People complain about the time it takes to get a GP appointment, but not about the amount spent on GPs or even the overall numbers of GPs nationally. Down the Queen’s Head, the chat is not about the size of the national Government’s bus budget, but that the Number 4 bus didn’t turn up. Yet again.
No one outside Government values something primarily because of the amount spent on it. When someone buys a car, they try to get it as cheaply as possible, and don’t boast how much they managed to spend on it. People will tell family and friends “I bought a house!” not that “I spent £245,000”.
In management-speak, the Government tends to talk about inputs – the amount of money spent – but not on the outcomes, which is what the voters care about. Occasionally, the Government talks about outputs (as opposed to outcomes), such as the number of police and GPs and nurses.

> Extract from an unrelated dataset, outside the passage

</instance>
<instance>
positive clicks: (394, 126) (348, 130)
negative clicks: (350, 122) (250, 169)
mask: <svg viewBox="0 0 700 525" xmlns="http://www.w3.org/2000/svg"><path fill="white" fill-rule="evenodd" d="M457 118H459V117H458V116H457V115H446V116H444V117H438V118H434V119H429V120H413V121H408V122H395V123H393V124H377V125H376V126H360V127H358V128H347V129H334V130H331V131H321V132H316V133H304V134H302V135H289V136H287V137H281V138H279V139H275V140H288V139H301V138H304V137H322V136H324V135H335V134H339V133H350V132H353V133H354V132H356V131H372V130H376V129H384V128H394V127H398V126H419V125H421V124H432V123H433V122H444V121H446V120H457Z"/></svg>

But again, that is not what people are directly concerned about. If someone complains about local crime, it is not very satisfying to hear their MP say “we have record numbers of police officers in Cambridgeshire” – even if it is true. What they want to know is that crime rates are coming down (also true). We make endless announcements about the amount spent on health care, but talk very little about out cancer survival rates, which are poor compared to our peer countries.
It is understandable that Ministers talk about the amount they are spending on something, as that is what they have managed to get out the Treasury after hard negotiations. It is also their point of control – they can decide how the money is spent.
But outcomes are far more complex, and can depend on many factors. People care far more about their likelihood of being a victim of crime than the amount spent on policing, but it is difficult for governments to pledge to cut crime rates, which depend on many factors outside the Government’s direct control.
There are risks for any Government focussing on inputs rather than outcomes. The first is the input – the amount spent – becomes an end itself. Spending public money wisely in a way that gives good value for taxpayers is very difficult. If someone’s aim is to spend £500 million, they are likely to spend it less well. When I was responsible for the £600 million a year London Development Agency, I was shocked at how much management focus was just on getting money out of the door, in any way that didn’t break the law, rather than on achieving specific outcomes that Londoners cared about.
Another risk is that you only look at ways of achieving a desired objective that involve spending money. It is an old adage that “you manage what you measure”, and if your measurement of success is spending, then that it what you manage. Things that don’t cost money, or cost less, can be useful but overlooked.
You can also target the wrong things. A long overdue national political focus on improving cancer survival rates would identify shortcomings in our cancer services that we should aim to fix, some of which would cost money, but many of these solutions would be a change in the way of doing things.
It’s the same with cutting crime: there are all sorts of factors that influence crime rates, but focusing on how much we spend on the police, or on how many police officers we have, is only part of the picture.
In education, more money is only part of the answer of achieving better literacy and numeracy, and preparing pupils for the world of work. The way teachers teach matters as well as how many teachers there are.
Refocusing national debates away from the amount being spent to the actual outcomes we want to achieve will lead to more constructive and nuanced, and indeed interesting, national debates. Unlike an unwinnable bidding war with Labour, we can actually win these debates on how to achieve the outcomes we want. As public spending comes under ever greater pressure, it is time for government to focus more on outcomes and less on inputs.